Using locality sensitive hashing to compactly represent k-mers

Comparing (DNA) sequences is one of the core tasks in bioinformatics and the classic approach is to align these sequences. This is, however, a relative slow process and not always computationally feasible, especially if you want to compare more than two DNA sequences. An alternative approach is compare sequences based on their k-mer profiles.

A k-mer of a string $S$ is defined as any substring of $S$ of length $k$. For example, the DNA sequence AGCGTATCGATTCA has the following k-mers if $k=6$:

AGCGTATCGATTCA
--------------
AGCGTA
 GCGTAT
  CGTATC
   ...
        GATTCA

As you can see, obtaining all k-mers is easy: slide a window of size $k$ along your sequence, yielding a k-mer at each position. A sequence of length $L$ has $L - k + 1$ k-mers. A common task is to count how often each k-mer occurs and compare genomes based on these counts. The main idea is that similar genomes have similar k-mer counts1.

When dealing with the scale of genomes, storing counts for all these different k-mers can take up quite a lot of memory. First, the number of distinct k-mers grows exponentially with the length of $k$. In the case of DNA sequences, our alphabet size is 4: A, C, T, G. Then there are $4^k$ possibilities of length $k$. The value of $k$ depends on your application and organism, but values ranging from 5 to 32 are common.

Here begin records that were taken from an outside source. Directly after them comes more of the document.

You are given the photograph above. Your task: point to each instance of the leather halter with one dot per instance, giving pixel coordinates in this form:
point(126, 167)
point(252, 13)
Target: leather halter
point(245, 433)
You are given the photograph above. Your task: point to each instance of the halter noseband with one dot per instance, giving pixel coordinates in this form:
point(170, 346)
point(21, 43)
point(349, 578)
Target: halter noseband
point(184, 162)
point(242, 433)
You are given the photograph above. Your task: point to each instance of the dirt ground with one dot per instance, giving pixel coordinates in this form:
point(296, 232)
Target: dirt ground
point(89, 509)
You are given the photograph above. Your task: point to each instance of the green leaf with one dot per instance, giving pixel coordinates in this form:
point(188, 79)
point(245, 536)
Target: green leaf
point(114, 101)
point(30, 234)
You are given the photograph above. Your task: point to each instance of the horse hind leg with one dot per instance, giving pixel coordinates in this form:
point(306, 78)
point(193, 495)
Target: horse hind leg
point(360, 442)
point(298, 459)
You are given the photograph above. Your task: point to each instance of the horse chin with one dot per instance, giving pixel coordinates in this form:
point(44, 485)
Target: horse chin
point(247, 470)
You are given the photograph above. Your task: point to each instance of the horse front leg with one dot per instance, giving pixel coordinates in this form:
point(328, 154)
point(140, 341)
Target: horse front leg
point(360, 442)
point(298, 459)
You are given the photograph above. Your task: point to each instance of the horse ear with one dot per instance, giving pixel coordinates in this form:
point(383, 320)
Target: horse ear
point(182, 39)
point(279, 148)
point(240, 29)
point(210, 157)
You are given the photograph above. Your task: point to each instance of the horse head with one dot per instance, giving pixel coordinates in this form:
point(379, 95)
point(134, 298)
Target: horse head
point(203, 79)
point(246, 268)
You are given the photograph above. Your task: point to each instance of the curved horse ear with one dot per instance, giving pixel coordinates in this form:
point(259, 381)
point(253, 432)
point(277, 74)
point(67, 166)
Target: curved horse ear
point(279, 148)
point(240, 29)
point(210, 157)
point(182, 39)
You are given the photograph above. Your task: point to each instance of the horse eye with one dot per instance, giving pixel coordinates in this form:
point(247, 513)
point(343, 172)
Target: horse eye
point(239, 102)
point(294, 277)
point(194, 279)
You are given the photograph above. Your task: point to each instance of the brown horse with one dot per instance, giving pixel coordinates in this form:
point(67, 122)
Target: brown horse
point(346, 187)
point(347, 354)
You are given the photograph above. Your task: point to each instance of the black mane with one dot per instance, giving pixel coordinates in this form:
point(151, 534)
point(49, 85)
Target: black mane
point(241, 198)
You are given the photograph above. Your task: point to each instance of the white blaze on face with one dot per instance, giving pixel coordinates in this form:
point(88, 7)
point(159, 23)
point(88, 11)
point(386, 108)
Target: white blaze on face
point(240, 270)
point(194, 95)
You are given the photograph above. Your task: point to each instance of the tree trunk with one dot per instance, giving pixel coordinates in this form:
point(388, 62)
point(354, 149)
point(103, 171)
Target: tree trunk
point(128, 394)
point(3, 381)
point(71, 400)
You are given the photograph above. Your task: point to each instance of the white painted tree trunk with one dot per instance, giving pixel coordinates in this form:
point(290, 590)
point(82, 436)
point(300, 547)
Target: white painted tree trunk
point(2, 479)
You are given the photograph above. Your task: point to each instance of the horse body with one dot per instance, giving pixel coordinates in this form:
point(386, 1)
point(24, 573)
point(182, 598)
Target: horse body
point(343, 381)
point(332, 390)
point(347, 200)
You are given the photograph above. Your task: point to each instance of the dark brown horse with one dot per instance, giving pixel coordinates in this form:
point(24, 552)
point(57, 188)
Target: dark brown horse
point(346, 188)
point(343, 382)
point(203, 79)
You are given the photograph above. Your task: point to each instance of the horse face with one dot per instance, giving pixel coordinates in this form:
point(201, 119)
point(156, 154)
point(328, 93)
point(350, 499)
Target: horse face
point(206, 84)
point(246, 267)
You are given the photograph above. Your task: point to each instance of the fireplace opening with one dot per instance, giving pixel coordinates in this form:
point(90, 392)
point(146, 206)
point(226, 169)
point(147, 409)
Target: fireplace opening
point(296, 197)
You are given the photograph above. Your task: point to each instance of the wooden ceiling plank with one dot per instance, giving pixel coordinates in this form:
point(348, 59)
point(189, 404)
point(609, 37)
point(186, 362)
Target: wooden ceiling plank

Next, think how we would store the k-mer itself. We could store each letter as ASCII character, requiring 8-bits per character. This is a bit wasteful, however, because in DNA we only have 4 different characters. An optimisation would be to use 2 bits per character: A=00, C=01, T=10, G=11. This would allow us to store a k-mer of length 32 in a 64-bit integer. Still, this may not be good enough. I’ve seen cases for $k=23$ where it went up to more than 100 GB, and that’s quite a lot of memory even if you have access to a decent compute cluster.

This post will explain a technique described in the paper by Cleary et al.2 to reduce the memory consumption for storing k-mers. The main insight is that we often don’t need the exact count of each k-mer, and can take some shortcuts by missing some k-mers. Because of the exponential number of different k-mers and because genomes are often large, missing a few k-mers will not have a huge impact. Furthermore, when dealing with whole genome sequencing datasets, you also have to deal with sequencing error, and expect some k-mers to be false. In a lot of cases using approximate k-mer counts is appropriate.

We start by transforming each k-mer to a complex vector, using the following encoding:

$$ A=1, T=-1, C=i, G=i $$

A k-mer is now a vector of length $k$ where each element represents a DNA base as complex number. A k-mer is now a point in a $k$-dimensional space. Notice that similar k-mers will be “neighbours” in this $k$-dimensional space. This is not an efficient encoding however, but we can apply a few smart operations to convert this to a smaller integer.

The idea is to divide our $k$-dimensional space into a lot of bins. This can be done as follows: generate a random complex vector of length $k$, which is the normal vector of plane through our $k$-dimensional space. This plane divides our space in half: certain k-mers lie on the “left” side, while other k-mers lie on the “right” side of this plane. See for an example the figure below. If we note a 0 when the k-mer lies on the left, and a 1 if on the right, we obtain a bit value.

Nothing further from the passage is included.